> I guess it's hard for me to edit things that I don't see right in front of me or aren't super simple changes (like name changes). Or at least, basic things I can reason about (such as finding by regex then deleting by textobject or something).
This is actually what's nice about tools like ast-grep. The pattern language reads almost like the code itself so you can see the transformation right in front of you (at least for small-scale cases) and reason about it. TypeScript examples:
# convert guard clauses to optional chaining
ast-grep -pattern '$A && $A.$B' --rewrite '$A?.$B' -lang ts
# convert self-assignment to nullish coalescing assignment
ast-grep -pattern '$X = $X ?? $Y' --rewrite '$X ??= $Y' -l ts
# convert arrow functions to function declarations (need separate patterns for async & for return-type-annotated though)

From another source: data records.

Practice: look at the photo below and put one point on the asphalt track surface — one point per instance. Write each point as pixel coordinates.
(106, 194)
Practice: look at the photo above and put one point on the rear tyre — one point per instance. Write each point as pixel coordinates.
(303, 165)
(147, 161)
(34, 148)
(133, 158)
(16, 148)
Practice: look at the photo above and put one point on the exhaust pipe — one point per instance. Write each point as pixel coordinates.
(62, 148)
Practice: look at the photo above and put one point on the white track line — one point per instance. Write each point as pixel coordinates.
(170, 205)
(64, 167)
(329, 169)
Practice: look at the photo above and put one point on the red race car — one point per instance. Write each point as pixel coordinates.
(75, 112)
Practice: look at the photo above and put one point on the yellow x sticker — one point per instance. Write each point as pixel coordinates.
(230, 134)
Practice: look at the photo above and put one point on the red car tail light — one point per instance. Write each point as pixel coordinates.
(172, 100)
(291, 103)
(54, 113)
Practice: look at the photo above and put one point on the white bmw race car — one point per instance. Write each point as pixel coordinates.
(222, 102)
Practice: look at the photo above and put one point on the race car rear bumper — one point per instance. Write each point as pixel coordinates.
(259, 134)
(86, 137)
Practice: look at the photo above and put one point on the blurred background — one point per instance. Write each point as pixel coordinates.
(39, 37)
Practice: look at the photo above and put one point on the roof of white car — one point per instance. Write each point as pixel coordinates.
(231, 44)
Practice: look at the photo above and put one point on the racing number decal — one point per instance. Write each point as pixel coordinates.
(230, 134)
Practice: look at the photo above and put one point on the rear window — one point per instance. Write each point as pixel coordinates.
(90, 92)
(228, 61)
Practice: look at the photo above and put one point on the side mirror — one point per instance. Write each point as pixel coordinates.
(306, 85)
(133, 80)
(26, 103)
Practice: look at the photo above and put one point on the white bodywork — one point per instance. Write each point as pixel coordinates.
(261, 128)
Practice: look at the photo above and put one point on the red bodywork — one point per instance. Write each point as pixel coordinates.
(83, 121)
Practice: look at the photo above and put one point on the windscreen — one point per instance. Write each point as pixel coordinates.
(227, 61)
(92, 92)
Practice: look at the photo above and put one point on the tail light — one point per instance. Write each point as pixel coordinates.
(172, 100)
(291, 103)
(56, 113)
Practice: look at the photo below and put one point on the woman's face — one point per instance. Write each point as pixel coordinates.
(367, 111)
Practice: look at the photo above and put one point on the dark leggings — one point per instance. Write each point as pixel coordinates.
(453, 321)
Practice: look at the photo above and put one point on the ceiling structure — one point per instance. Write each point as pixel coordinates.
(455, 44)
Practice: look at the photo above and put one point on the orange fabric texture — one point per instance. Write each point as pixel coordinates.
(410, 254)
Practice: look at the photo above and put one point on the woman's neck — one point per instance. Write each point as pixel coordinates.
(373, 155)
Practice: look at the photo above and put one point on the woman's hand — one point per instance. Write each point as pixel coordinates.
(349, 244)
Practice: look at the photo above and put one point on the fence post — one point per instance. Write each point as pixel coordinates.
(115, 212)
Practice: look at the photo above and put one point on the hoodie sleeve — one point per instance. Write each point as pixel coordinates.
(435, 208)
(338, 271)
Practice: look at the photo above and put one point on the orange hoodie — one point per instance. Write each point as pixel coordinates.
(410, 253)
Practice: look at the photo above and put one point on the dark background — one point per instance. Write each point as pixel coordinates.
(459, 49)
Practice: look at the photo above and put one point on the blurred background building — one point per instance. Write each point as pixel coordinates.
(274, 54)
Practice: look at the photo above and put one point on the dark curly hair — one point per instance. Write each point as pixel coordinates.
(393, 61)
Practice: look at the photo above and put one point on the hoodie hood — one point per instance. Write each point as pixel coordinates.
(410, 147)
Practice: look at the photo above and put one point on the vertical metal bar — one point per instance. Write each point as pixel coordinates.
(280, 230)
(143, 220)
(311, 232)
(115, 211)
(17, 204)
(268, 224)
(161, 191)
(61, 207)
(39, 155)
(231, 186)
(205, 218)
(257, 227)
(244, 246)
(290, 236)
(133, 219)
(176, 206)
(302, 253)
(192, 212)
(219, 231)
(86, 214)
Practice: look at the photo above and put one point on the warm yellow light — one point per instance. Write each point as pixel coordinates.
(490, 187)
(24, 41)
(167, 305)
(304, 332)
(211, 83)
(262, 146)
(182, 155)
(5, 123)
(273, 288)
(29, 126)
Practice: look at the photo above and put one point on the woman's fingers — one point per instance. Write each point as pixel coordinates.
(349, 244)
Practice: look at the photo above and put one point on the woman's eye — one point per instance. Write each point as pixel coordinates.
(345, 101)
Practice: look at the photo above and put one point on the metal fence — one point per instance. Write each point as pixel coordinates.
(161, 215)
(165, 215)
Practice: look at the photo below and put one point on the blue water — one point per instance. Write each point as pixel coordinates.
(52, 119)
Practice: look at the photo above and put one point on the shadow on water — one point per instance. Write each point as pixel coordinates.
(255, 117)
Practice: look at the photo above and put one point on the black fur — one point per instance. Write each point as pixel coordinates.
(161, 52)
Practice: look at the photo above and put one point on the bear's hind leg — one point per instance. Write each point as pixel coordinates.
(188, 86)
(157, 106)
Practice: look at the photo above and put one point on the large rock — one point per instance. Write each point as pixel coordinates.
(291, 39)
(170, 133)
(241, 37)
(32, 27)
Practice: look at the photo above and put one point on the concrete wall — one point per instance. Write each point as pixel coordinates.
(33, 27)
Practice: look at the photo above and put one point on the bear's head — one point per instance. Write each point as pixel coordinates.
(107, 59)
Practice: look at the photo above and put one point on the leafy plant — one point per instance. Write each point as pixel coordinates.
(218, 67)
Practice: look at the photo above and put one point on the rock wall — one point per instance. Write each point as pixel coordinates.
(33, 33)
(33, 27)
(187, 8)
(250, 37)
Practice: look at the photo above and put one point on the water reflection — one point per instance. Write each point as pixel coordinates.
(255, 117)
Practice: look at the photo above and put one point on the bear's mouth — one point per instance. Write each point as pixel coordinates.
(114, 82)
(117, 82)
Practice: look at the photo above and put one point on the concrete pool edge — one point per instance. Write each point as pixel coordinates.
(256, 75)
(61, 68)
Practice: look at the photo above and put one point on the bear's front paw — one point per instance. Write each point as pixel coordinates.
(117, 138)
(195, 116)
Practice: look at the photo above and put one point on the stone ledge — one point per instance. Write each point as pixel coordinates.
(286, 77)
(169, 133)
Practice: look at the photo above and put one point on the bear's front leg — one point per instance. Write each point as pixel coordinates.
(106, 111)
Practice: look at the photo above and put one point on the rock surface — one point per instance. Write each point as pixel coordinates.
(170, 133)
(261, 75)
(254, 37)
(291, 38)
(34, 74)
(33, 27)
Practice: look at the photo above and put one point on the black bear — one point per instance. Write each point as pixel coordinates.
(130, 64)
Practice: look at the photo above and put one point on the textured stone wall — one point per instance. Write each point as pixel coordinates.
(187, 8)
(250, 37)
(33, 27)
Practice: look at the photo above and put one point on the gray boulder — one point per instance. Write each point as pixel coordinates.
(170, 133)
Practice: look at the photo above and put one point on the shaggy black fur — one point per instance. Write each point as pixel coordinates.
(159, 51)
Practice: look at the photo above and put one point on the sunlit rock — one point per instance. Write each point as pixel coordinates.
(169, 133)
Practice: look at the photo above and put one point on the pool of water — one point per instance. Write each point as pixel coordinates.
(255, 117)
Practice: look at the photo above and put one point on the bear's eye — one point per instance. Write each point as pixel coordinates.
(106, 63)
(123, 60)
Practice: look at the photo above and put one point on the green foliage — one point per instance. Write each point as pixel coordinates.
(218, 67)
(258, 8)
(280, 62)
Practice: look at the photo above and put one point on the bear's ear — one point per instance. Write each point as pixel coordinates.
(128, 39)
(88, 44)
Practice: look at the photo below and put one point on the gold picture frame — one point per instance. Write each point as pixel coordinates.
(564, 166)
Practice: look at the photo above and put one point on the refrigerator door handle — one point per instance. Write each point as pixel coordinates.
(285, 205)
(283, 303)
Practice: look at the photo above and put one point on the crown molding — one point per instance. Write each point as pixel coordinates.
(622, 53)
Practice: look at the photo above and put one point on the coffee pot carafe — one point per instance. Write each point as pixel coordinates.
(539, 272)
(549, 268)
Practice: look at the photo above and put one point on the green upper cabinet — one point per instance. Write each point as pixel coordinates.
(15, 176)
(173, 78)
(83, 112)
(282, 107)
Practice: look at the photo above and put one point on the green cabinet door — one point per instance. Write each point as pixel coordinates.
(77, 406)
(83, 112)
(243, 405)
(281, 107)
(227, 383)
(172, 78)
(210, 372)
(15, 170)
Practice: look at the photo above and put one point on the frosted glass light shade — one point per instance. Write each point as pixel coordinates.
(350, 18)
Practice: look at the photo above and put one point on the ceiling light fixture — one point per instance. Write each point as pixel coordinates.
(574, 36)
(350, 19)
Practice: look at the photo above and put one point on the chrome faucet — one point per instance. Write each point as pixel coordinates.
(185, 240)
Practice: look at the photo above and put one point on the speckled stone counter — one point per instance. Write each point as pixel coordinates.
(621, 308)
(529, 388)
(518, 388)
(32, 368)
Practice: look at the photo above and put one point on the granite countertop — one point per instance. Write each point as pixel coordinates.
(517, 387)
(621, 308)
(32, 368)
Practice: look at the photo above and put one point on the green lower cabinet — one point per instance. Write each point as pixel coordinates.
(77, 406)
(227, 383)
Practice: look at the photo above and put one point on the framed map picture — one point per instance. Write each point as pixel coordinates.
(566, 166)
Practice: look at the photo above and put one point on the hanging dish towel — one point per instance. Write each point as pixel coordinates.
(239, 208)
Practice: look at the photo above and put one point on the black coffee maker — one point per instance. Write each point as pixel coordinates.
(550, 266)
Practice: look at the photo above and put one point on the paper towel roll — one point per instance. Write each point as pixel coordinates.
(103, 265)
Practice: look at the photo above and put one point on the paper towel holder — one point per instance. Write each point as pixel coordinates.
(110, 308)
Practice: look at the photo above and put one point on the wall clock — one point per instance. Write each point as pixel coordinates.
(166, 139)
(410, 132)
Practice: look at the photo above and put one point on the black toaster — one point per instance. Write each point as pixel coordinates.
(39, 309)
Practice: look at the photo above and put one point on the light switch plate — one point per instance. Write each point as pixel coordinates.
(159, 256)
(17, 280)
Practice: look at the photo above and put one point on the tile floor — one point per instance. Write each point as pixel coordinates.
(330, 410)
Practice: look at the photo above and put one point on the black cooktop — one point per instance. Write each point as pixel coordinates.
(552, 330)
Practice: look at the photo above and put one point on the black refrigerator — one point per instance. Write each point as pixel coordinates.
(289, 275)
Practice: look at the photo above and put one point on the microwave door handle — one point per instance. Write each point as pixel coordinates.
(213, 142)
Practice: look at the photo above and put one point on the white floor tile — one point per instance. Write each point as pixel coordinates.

ast-grep -pattern 'const $NAME = ($$$PARAMS) => { $$$BODY }' --rewrite 'function $NAME($$$PARAMS) { $$$BODY }' -l ts
# convert indexOf checks to .includes()
ast-grep -pattern '$A.indexOf($B) !== -1' --rewrite '$A.includes($B)' -l ts
The $X, $A etc. are metavariables that match any AST node and if the same metavariable appears twice (e.g. $X = $X ?? $Y), it requires both occurrences to bind to the same code so `x = x ?? y` will match but `x = y ?? z` won't. You can do way more sophisticated stuff via yaml rules but those are less visually intuitive.Sadly coding agents are still pretty bad at writing ast-grep patterns probably due to sparse training data. Hopefully that improves. The tool itself is solid!